Regional Reviews: St. Louis
I Do! I Do!
Also see Richard's review of Luchadora!
It sounds like a stunt, double-casting this play about a 50-year marriage. But there are forty performances of it crammed into the month of June and through July first at the Robert G. Reim Theatre. So I suppose your other choice is just to watch one cast of two middle-aged hoofers slowly kill themselves over four weeks, in Tom Jones and Harvey Schmidt's musicalization of Jan de Hartog's The Fourposter. Do the math: two people, practically my age, on stage for two hours and fifteen minutes (not counting intermission), singing and running around the whole time, nearly ten times a week. It'd be like watching They Shoot Horses, Don't They? all over again.
But still, I Do! I Do! is what Stages was made for: a trip down Memory Lane, with a top hat and a cane.
In that sense, Stages is like the Muny Opera, but indoors. Admittedly, Stages has only about 400 seats, or 4% of the Muny's seating capacity, but it also has much better pick-up and drop-off for the elderly and handicapped (and, obviously, air conditioning). Like the modern Muny, Stages (now in its 32nd Season) has only ever done musicals, and rarely challenges its audiences.
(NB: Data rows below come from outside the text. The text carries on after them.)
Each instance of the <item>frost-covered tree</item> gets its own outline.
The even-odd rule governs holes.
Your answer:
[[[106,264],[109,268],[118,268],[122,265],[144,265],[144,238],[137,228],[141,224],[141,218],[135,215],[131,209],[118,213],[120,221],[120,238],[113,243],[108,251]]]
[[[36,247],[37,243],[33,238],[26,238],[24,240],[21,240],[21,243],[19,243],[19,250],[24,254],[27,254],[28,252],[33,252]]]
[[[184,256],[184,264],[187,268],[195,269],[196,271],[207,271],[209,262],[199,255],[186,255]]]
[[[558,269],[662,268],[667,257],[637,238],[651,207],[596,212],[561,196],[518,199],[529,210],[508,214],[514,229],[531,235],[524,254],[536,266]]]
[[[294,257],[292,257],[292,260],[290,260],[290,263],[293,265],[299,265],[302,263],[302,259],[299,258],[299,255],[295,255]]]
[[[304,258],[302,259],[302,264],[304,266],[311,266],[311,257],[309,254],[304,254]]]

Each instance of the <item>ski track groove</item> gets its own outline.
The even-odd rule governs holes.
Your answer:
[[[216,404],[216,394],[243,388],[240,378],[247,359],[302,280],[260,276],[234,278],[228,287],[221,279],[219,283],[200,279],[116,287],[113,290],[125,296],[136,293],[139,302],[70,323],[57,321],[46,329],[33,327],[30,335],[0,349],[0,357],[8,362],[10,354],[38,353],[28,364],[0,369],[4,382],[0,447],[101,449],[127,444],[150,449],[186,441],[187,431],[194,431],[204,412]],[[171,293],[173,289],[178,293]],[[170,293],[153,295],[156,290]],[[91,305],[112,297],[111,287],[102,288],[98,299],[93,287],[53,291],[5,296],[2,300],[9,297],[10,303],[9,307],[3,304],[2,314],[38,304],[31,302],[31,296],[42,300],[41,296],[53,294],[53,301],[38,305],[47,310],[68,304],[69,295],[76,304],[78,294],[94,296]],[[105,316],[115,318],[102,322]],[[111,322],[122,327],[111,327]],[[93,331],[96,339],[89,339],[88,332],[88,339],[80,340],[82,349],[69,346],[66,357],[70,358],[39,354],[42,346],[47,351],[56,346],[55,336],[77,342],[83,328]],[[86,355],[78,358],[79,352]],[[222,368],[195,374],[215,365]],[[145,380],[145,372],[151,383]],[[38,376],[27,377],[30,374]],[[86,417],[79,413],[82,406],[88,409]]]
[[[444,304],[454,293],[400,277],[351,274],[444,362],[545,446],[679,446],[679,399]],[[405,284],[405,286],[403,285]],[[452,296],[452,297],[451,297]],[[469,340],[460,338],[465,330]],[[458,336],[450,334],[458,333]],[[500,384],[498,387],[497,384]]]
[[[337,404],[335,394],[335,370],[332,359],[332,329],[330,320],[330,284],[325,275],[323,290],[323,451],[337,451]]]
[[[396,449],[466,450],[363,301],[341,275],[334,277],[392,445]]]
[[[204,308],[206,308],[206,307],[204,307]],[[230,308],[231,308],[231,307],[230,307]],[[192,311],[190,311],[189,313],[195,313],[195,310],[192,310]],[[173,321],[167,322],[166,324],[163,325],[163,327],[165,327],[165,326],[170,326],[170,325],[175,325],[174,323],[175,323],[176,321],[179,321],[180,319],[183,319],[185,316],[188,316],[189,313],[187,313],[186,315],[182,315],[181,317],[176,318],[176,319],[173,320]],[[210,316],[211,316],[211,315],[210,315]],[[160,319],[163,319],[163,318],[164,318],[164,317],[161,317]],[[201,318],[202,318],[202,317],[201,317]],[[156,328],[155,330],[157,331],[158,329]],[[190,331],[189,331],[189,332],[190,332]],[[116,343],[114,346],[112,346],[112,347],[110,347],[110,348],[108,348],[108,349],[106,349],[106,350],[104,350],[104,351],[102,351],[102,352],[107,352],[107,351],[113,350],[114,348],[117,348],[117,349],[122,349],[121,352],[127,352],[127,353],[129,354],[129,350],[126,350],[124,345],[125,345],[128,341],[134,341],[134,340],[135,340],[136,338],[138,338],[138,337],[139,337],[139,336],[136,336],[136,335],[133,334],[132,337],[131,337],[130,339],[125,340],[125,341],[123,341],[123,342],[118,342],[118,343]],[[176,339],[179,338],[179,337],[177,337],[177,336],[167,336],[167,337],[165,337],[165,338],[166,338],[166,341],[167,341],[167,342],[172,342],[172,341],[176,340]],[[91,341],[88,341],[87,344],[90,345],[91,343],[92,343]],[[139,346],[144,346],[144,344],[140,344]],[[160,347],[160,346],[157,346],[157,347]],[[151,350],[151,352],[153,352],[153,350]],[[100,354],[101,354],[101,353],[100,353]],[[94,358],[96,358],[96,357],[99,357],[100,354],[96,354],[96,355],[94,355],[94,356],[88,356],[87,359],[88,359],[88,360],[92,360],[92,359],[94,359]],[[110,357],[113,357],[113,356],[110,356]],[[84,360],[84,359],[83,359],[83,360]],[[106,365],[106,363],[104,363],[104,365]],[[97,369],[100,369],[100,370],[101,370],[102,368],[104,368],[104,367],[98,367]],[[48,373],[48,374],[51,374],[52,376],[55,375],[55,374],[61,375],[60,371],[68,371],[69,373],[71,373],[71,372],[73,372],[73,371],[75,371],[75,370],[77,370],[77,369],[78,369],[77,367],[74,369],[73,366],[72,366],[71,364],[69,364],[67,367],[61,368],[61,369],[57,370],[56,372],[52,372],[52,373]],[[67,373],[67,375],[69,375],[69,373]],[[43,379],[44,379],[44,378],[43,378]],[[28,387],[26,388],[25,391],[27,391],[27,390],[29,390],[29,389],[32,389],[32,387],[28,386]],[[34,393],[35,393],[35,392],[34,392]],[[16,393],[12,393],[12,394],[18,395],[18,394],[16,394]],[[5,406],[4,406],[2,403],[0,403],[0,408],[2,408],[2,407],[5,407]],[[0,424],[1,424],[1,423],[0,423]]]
In fact, I Do! I Do! was also part of their inaugural 1987 season.
Now Stages can spend a fortune on great costumes and a lovely set with a bed that spins around and rolls in and out of a secret hideaway upstage, and a chandelier and stained glass window that descend from abovenot to mention a literal "framing device," a big, LED-powered proscenium, carved and wired for this show, to color-saturate the emotional tenor of any given scene. So the idea that you'd just be stuck there, just staring at two people for an entire evening, is somewhat ameliorated. Plus, it's largely intended to be showbiz, after all: exhibitionism, not art; not voyeurism; not life "caught in the act."
Success spoils fin de cycle novelist Michael, while stay-at-home mom Agnes is eclipsed again and again, till the inevitable explosions occur. And there are a lot of genuinely earned yuks over "her stuff" and "his stuff," a needlepoint pillow, and even cod liver oil. But set all that aside, because the honest truth is that Ms. Melançon really does find the deepest chasms of disappointment in any relationship (so some artistic voyeurism does creep in), and Mr. Isom (who only recently ventured into musical comedy himself) seems born to it all.
Just to put a button on it, I went back three days later to see Kari Ely and David Schmittou in the same two roles, and the show was quite excellent, in a different way. They are naturally sleekhe is debonair, even in his lowest moments, and brimming with charm; she, yearning and eager (as we imagine Mary Martin, in the 1966 original) and a much improved singer compared to her outing as Golde in Stages' 2014 Fiddler on the Roof. Basking in their sublime stage presence we see two figures, like the Empire State Building and Chrysler Building at dusk, magical and eternal. She makes the defiant song "Flaming Agnes" actually work (turns out, it's all in the wrists); and he evokes the memory of Robert Preston (the original Michael) in his suave, impetuous delivery.
A friend confessed to me it was all rather dated, and it is. But I was glad I went back and saw it again. It really grows on you.